Lab: Reliable Data Transfer
CSC 364 - Computer Networks - Weinman
- Summary:
- We implement a reliable data transfer layer protocol
- Assigned:
- Friday 21 February
- Due:
- 11:59 PM Tuesday 4 March
- Objectives:
-
- Internalize principles of reliable data transfer
- Restore C programming skills
- Learn to verify correct protocol operation
- Background
- Section 3.4 in Kurose and Ross (Computer Networks)
explains the principles of reliable data transfer, including details
of the alternating bit protocol rdt3.0 (3.4.1) and the Go-Back-N
protocol (3.4.3)
- Collaboration:
- You will complete this lab in pairs assigned by
the instructor.
Overview
In this laboratory programming assignment, you will be writing the
sending and receiving transport-level code for implementing a simple
reliable data transfer protocol. There are two versions of this lab,
the alternating-bit protocol version and the Go-Back-N version. This
lab should be fun since your implementation will differ very
little from what would be required in a real-world situation.
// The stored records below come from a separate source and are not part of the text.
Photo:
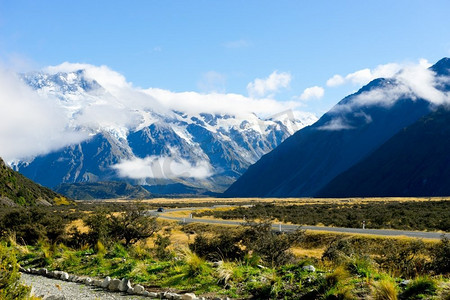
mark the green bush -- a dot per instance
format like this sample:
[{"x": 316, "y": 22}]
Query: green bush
[
  {"x": 440, "y": 256},
  {"x": 10, "y": 286},
  {"x": 420, "y": 288}
]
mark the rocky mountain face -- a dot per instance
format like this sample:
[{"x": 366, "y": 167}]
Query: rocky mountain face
[
  {"x": 413, "y": 163},
  {"x": 16, "y": 189},
  {"x": 160, "y": 147},
  {"x": 314, "y": 161}
]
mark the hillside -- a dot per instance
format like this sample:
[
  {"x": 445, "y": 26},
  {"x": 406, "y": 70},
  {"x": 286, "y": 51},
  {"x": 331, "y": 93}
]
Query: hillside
[
  {"x": 102, "y": 190},
  {"x": 157, "y": 146},
  {"x": 358, "y": 125},
  {"x": 414, "y": 162},
  {"x": 16, "y": 189}
]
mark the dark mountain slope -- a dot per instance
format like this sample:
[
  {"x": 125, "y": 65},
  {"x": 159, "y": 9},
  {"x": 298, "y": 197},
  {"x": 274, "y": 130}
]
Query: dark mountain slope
[
  {"x": 414, "y": 162},
  {"x": 308, "y": 160},
  {"x": 16, "y": 188},
  {"x": 102, "y": 190},
  {"x": 359, "y": 124}
]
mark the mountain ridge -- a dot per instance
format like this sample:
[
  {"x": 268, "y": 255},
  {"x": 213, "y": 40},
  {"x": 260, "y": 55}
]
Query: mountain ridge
[{"x": 360, "y": 123}]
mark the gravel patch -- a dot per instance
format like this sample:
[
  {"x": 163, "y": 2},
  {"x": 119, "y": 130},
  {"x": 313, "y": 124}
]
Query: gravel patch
[{"x": 45, "y": 287}]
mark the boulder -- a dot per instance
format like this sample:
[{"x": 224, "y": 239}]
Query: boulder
[
  {"x": 97, "y": 283},
  {"x": 188, "y": 296},
  {"x": 124, "y": 285},
  {"x": 309, "y": 268},
  {"x": 138, "y": 289},
  {"x": 114, "y": 285},
  {"x": 64, "y": 276},
  {"x": 105, "y": 282},
  {"x": 43, "y": 271}
]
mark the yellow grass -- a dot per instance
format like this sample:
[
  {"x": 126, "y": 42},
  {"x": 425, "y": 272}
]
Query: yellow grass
[{"x": 281, "y": 201}]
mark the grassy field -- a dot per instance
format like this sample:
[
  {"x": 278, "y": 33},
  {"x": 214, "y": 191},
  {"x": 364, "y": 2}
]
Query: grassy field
[{"x": 255, "y": 262}]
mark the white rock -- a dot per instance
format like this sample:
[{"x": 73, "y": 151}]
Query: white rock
[
  {"x": 114, "y": 285},
  {"x": 87, "y": 281},
  {"x": 105, "y": 282},
  {"x": 97, "y": 283},
  {"x": 189, "y": 296},
  {"x": 309, "y": 268},
  {"x": 64, "y": 276},
  {"x": 124, "y": 285},
  {"x": 138, "y": 289}
]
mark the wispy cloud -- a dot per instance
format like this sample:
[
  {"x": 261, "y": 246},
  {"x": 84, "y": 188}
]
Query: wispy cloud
[
  {"x": 237, "y": 44},
  {"x": 364, "y": 76},
  {"x": 35, "y": 122},
  {"x": 31, "y": 124},
  {"x": 270, "y": 85},
  {"x": 162, "y": 167},
  {"x": 314, "y": 92},
  {"x": 212, "y": 81}
]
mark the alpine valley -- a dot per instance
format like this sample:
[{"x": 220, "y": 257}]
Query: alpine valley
[
  {"x": 166, "y": 151},
  {"x": 388, "y": 139}
]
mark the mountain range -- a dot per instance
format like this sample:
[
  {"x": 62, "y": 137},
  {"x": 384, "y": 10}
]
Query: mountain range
[
  {"x": 166, "y": 150},
  {"x": 16, "y": 189},
  {"x": 388, "y": 139}
]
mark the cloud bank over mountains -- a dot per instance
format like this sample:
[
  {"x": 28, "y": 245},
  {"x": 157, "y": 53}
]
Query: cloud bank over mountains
[
  {"x": 33, "y": 123},
  {"x": 38, "y": 122}
]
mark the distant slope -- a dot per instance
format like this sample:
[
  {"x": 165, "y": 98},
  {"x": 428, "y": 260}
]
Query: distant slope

Since you don't have standalone machines (with an OS that you can
modify), your code will have to execute in a simulated hardware/software
environment. However, the programming interface provided to your routines,
i.e., the code that would call your entities from above and from below
is very close to what is done in an actual UNIX environment. (Indeed,
the software interfaces described in this programming assignment are
much more realistic that the infinite loop senders and receivers that
many texts describe). Stopping/starting of timers are also simulated,
and timer interrupts will cause your timer handling routine(s) to
be activated.
The routines you will write
The procedures you will write are for the sending entity (A) and the
receiving entity (B). Only unidirectional transfer of data (from A
to B) is required. Of course, the B side will have to send packets
to A to acknowledge (positively or negatively) receipt of data. Your
routines are to be implemented in the form of the procedures described
below. These procedures will be called by (and will call) procedures
emulating a network environment. The overall structure of the environment
is shown in Figure 1.
Figure 1:
Structure of the emulated environment.
The unit of data passed between the upper layers and your protocols
is a message, which is declared as:
-
struct msg {
char data[DATA_LENGTH];
};
This declaration, and all other data structure and emulator routines,
as well as stub routines (i.e., those you are to complete) are in
the file, rdt.c, described later. Your sending entity will
thus receive data in DATA_LENGTH byte chunks from layer5;
your receiving entity should deliver DATA_LENGTH byte chunks
of correctly received data to layer5 at the receiving side.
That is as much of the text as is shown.